Enfin, l’auteur de la décision n’apporte pas les preuves de la flagrance de trahison ou de l’intelligence avec le parti concurrent.

De ce qui précède, ces allégations sont infondées. Et par conséquence, les décisions prises sont manifestement illégales. Elles pourront est être annulées par le juge si les concernés arrivaient à les lui déférer dans le cadre du contentieux.

 

La paix des braves pour l’intérêt général du parti.

 

Le RDC a encore vécu une grave crise. Pour la première fois de son histoire, il est privé de parole au sein de l’Assemblée Nationale puisque les députés exclus sont interdits de parler au nom du RDC. Cette exclusion prive également le parti de la manne financière des députés quand on sait que pour les élections à venir le RDC a besoin de l’argent pour battre compagne, il y a lieu de s’inquiéter.
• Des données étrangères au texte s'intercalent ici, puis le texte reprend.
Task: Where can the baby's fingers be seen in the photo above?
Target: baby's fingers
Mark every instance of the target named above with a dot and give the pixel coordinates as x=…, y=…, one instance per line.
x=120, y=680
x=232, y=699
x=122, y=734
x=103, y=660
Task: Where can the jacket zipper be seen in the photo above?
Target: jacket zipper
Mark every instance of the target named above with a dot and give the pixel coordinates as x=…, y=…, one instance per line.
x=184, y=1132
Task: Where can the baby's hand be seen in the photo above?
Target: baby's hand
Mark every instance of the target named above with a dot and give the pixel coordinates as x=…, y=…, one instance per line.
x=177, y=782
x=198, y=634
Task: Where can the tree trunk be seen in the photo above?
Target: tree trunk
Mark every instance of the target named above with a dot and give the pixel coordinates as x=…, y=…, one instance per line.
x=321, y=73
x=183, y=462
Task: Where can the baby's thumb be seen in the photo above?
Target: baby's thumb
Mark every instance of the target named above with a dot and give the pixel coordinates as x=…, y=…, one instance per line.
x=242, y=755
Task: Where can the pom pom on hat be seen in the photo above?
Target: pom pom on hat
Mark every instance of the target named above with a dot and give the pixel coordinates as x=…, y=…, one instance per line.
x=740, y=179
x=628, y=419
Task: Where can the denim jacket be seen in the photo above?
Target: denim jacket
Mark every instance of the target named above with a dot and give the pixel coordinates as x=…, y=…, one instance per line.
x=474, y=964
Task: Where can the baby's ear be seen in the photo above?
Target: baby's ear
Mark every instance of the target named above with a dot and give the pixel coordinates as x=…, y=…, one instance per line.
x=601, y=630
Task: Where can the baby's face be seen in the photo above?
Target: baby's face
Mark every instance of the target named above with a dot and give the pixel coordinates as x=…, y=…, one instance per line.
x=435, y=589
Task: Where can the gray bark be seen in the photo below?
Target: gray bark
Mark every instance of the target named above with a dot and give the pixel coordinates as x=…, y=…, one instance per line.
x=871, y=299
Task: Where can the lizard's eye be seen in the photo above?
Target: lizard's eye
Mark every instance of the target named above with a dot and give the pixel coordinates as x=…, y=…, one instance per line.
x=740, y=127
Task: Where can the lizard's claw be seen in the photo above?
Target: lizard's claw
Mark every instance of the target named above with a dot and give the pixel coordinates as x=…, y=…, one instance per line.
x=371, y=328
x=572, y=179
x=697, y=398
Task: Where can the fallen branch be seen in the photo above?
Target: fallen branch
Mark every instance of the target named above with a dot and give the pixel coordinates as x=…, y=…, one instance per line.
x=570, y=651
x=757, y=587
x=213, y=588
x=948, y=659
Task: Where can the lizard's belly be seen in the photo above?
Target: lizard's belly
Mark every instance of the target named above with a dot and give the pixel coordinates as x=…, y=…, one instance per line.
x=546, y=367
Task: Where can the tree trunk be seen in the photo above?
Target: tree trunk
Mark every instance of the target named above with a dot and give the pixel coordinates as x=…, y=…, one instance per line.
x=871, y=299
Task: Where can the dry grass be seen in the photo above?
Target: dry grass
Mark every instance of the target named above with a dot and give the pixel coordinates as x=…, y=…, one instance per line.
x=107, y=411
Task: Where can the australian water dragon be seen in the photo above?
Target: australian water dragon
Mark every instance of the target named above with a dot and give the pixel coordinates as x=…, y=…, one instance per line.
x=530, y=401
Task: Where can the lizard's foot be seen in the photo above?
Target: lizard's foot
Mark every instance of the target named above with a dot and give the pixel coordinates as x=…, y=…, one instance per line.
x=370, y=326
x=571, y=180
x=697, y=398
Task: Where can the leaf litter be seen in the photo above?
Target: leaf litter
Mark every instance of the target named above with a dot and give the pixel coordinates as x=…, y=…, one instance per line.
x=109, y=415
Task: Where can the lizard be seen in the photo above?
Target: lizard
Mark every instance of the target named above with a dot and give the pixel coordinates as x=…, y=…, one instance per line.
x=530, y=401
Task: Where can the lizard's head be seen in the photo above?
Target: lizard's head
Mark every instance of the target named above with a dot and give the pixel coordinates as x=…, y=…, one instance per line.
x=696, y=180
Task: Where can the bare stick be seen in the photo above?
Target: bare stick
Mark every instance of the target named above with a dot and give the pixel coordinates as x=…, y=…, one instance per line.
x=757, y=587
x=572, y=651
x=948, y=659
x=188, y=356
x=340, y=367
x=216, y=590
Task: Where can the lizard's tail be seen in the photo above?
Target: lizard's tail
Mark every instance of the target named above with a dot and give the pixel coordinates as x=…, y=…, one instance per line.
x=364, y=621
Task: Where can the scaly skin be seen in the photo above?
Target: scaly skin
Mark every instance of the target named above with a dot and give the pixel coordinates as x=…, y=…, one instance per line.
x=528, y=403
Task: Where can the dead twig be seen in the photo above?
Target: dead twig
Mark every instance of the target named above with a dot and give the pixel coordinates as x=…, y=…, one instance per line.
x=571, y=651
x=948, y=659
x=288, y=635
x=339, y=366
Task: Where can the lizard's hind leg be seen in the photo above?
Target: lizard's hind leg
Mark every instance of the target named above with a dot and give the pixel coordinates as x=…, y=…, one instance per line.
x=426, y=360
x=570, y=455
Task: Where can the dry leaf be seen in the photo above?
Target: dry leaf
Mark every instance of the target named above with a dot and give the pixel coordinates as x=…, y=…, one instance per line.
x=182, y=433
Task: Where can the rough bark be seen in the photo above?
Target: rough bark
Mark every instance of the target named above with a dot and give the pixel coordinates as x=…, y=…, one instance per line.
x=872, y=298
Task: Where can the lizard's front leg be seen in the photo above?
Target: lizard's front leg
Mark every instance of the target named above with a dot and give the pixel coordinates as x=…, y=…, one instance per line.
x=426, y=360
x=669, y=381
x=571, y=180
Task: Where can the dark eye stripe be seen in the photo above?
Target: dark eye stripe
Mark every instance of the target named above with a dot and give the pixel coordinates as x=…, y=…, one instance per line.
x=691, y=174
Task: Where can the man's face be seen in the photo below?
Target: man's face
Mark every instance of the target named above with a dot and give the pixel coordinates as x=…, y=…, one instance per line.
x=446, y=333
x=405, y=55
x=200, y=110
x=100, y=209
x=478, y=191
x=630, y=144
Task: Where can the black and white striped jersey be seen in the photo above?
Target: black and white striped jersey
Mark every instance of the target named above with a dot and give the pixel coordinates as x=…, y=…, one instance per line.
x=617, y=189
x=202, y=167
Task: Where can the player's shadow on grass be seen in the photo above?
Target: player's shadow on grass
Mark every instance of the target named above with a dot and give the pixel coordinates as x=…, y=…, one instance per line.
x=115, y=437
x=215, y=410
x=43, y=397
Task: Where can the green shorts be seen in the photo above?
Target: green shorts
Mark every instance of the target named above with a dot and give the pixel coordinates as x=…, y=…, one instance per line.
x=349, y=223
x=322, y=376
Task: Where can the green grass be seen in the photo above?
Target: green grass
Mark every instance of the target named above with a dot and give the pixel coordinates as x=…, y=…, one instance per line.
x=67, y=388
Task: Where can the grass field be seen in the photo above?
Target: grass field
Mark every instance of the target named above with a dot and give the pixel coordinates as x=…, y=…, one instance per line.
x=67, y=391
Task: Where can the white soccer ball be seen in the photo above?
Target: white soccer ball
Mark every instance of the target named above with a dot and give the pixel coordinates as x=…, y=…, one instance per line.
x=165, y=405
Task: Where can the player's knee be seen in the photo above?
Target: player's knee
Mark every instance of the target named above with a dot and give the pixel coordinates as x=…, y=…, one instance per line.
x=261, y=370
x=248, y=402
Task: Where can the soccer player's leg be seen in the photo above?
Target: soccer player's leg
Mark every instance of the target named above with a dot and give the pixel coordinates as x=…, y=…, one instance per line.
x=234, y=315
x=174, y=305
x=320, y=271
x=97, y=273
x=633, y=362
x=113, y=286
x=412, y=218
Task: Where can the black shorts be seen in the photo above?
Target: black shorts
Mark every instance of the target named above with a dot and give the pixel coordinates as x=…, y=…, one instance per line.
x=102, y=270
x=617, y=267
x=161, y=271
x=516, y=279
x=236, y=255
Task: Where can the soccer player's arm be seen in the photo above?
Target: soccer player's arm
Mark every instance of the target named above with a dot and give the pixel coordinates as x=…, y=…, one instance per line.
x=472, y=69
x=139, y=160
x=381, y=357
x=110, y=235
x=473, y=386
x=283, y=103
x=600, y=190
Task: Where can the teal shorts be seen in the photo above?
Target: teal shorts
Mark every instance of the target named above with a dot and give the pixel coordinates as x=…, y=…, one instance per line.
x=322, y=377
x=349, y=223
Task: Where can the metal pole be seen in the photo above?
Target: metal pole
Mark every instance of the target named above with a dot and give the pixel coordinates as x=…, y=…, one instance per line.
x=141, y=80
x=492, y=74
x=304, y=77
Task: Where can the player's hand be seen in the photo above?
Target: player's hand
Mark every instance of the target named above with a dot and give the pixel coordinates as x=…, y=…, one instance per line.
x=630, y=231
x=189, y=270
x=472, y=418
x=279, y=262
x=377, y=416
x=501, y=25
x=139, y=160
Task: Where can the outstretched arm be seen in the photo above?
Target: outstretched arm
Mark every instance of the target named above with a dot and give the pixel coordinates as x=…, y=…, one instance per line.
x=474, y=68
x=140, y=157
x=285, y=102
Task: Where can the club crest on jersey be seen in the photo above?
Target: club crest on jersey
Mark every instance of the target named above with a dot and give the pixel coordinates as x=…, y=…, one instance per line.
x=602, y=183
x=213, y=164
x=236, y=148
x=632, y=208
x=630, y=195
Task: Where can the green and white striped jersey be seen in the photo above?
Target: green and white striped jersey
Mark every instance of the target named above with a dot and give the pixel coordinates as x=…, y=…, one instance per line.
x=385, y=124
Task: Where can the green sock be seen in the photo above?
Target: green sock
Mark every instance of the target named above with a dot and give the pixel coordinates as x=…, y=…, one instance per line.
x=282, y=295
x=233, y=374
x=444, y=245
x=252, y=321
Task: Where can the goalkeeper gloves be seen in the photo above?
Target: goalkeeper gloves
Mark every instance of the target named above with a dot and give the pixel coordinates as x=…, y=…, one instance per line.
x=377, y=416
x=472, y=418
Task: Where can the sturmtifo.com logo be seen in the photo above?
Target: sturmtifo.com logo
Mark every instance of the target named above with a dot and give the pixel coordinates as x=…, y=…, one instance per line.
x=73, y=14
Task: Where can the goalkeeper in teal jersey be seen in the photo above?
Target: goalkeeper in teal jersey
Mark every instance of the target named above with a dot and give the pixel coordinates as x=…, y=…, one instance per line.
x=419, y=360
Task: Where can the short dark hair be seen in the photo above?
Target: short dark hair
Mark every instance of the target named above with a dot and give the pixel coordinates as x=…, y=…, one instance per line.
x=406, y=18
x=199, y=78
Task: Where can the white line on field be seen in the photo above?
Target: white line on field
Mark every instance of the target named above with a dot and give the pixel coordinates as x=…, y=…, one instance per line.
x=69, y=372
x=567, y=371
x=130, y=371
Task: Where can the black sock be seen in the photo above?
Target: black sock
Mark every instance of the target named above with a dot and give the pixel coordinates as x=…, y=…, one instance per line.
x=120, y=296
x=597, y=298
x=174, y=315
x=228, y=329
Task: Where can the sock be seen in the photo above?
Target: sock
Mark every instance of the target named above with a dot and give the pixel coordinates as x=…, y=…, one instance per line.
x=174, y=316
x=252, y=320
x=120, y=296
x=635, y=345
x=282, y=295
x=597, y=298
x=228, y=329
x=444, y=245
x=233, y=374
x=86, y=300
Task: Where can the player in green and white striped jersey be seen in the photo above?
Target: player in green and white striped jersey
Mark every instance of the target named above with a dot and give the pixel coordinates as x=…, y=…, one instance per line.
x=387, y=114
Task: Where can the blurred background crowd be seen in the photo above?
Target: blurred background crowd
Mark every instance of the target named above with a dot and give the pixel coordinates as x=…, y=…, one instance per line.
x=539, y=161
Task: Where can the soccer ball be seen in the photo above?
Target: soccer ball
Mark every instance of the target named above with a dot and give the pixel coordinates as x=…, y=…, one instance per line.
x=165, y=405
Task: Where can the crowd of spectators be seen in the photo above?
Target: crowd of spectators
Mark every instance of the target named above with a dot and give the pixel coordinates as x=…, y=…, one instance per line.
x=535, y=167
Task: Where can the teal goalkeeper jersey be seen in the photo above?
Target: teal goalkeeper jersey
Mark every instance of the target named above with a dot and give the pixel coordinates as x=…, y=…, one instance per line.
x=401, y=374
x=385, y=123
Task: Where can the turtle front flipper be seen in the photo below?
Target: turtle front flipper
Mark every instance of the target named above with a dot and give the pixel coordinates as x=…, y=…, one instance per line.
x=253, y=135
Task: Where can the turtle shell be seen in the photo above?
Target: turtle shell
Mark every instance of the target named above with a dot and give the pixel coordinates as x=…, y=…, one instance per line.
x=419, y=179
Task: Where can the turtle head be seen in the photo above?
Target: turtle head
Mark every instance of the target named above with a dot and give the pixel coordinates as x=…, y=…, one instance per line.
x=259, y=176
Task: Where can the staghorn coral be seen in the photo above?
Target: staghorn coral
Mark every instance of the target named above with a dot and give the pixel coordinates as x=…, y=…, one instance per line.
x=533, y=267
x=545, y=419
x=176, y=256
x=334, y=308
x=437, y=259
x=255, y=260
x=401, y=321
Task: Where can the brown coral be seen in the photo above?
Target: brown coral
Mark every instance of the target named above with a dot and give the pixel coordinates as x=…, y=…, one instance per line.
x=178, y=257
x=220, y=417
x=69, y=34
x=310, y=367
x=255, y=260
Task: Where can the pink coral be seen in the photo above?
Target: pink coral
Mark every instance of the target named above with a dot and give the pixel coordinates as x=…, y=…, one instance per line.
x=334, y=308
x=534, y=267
Aussi, les députés exclus ont aussi une base électorale et des partisans qu’ils pourraient mobiliser pour leurs propres comptes lors des élections au détriment du RDC.

Il y a toujours eu des crises dans les partis politiques. Les exemples de grands partis politiques occidentaux sont là pour nous édifier. Nous avons Edouard BALLADUR, Nicolas SARKOZY d’un côté et Jacques CHIRAC et Philippe SEGUIN s’étripés lors des élections présidentielles mais ils ont fini par se réconcilier dans l’intérêt de leur parti, le RPR. Nous avons également les ténors du parti socialiste français au congrès de Rennes se battre comme des chiffonniers puis, ils ont pu se réconcilier.

Il est vivement souhaitable au nom du renouveau du parti RDC ainsi que les enjeux de Paix, de Réconciliation, du Vivre Ensemble dont le pays a besoin pour son émergence que les acteurs de cette crise politique interne du parti se dépassement et fassent la paix de brave.

Il y a donc de lieu de régler de manière définitive ce différend. Deux lieux sont indiqués à cet effet : un Comité de sages créé spécialement par le parti ou en dehors du parti et le Congrès du RDC. Le plus tôt serait le mieux eu égard aux échéances électorales 2020-2021.